When a better model arrives, reprocessing the back catalog is a genuine strategic question, because re-running a billion-image fleet is not free. Model artifacts are versioned, every published image records which model version blurred it, and reprocessing is prioritized rather than blanket, so imagery in dense population centers, regions with elevated report rates, and slices where the audit shows weak recall get re-run first, while empty highway imagery from a strong model version can wait years without harm. The versioned-artifact discipline also enables the unglamorous rollback story, because if a new model ships a regression, the blast radius is the set of batches it processed, which is an enumerable and re-runnable list rather than a mystery.

Follow-up questions

• Why favor a heavy two-stage detector here when one-stage models dominate production serving? The pipeline is offline, so per-image latency buys nothing, while small-object accuracy buys recall, which is the product requirement itself. Compute cost scales linearly and predictably in batch, so a model twice as heavy is a budget line rather than an outage, and an ensemble that would be unthinkable at thirty frames per second is just another multiplier in the fleet-sizing arithmetic.
• Why blur statues and billboard faces instead of teaching the model the difference? The cost asymmetry makes the distinction worthless, since an over-blurred ad harms nobody, while teaching the model to suppress face-like objects risks suppressing real faces that resemble them. Spending the modeling effort on recall, and letting the labeling guideline call printed faces faces, is the cheaper and safer policy.
• How do you know shipped recall if you cannot label a billion images? Through stratified sampling, which means auditing a few thousand published images per region per cycle with exhaustive human labeling, reporting recall with confidence intervals per slice, and using report rates as the continuous proxy between audits. The audit cannot certify every image, but it can bound the miss rate tightly enough to act on.
• Why must the blur be irreversible, and why keep originals at all? A reversible filter is a privacy incident waiting for an attacker, so the published pixels must destroy the information outright. Originals are retained separately under access control because model improvements require re-detection on clean pixels, and reprocessing already-blurred imagery would compound the previous model's errors instead of correcting them.
• What breaks when a new camera generation rolls out? The input distribution shifts underneath the model, since different optics, resolution, and color response quietly lower recall with no error surfacing anywhere. The defenses are audit slices keyed to hardware version, early labeling of new-camera imagery, and holding back fleet-wide rollout until sliced recall recovers to the old hardware's level.
• Where would you spend the next engineering quarter?
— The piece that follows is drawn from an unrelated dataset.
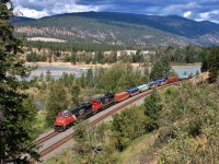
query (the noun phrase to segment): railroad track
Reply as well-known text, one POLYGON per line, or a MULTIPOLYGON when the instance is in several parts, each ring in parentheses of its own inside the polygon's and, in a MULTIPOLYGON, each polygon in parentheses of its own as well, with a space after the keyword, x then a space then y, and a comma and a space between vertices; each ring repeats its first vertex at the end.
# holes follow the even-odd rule
MULTIPOLYGON (((162 89, 164 89, 164 87, 169 87, 169 86, 174 85, 174 84, 177 84, 177 83, 180 83, 180 82, 175 82, 175 83, 162 85, 162 86, 159 86, 159 87, 157 87, 157 89, 158 89, 158 90, 162 90, 162 89)), ((149 91, 146 91, 146 92, 143 92, 143 93, 141 93, 141 94, 138 94, 138 95, 134 96, 134 98, 131 98, 131 99, 127 101, 126 103, 119 105, 118 107, 116 107, 116 108, 110 110, 108 113, 106 113, 106 114, 100 116, 99 118, 96 118, 96 119, 90 121, 90 122, 89 122, 89 126, 94 126, 95 124, 97 124, 97 122, 104 120, 105 118, 107 118, 108 116, 111 116, 111 115, 113 115, 113 114, 115 114, 115 113, 122 110, 124 107, 126 107, 126 106, 132 104, 134 102, 136 102, 136 101, 138 101, 138 99, 140 99, 140 98, 142 98, 142 97, 145 97, 145 96, 148 96, 148 95, 151 93, 151 91, 152 91, 152 90, 149 90, 149 91)), ((36 141, 36 143, 37 143, 37 144, 42 144, 43 142, 45 142, 45 141, 47 141, 47 140, 54 138, 54 137, 56 137, 57 134, 59 134, 59 132, 54 131, 54 132, 49 133, 48 136, 38 139, 38 140, 36 141)), ((59 141, 57 141, 55 144, 51 144, 50 147, 48 147, 48 148, 46 148, 45 150, 41 151, 41 152, 39 152, 39 159, 46 156, 47 154, 49 154, 50 152, 53 152, 54 150, 56 150, 56 149, 59 148, 60 145, 62 145, 62 144, 65 144, 66 142, 68 142, 69 140, 71 140, 71 139, 73 138, 73 136, 74 136, 74 132, 71 132, 70 134, 64 137, 64 138, 60 139, 59 141)), ((28 162, 30 162, 30 163, 34 163, 34 162, 36 162, 36 160, 32 157, 32 159, 28 160, 28 162)))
On the report loop and the audit machinery rather than the architecture, meaning faster report-to-blur turnaround, automatic conversion of reports into hard training examples, and tighter per-slice recall estimation, because those investments compound into recall at every retrain while another architecture swap buys a single step.

References

1. Ren et al., Faster R-CNN: Towards Real-Time Object Detection with Region Proposal Networks (2015).
2. Lin et al., Focal Loss for Dense Object Detection (2017).
3. Lin et al., Microsoft COCO: Common Objects in Context (2014), the standard reference for detection evaluation and mAP.
4. Aminian and Xu, Machine Learning System Design Interview (2023).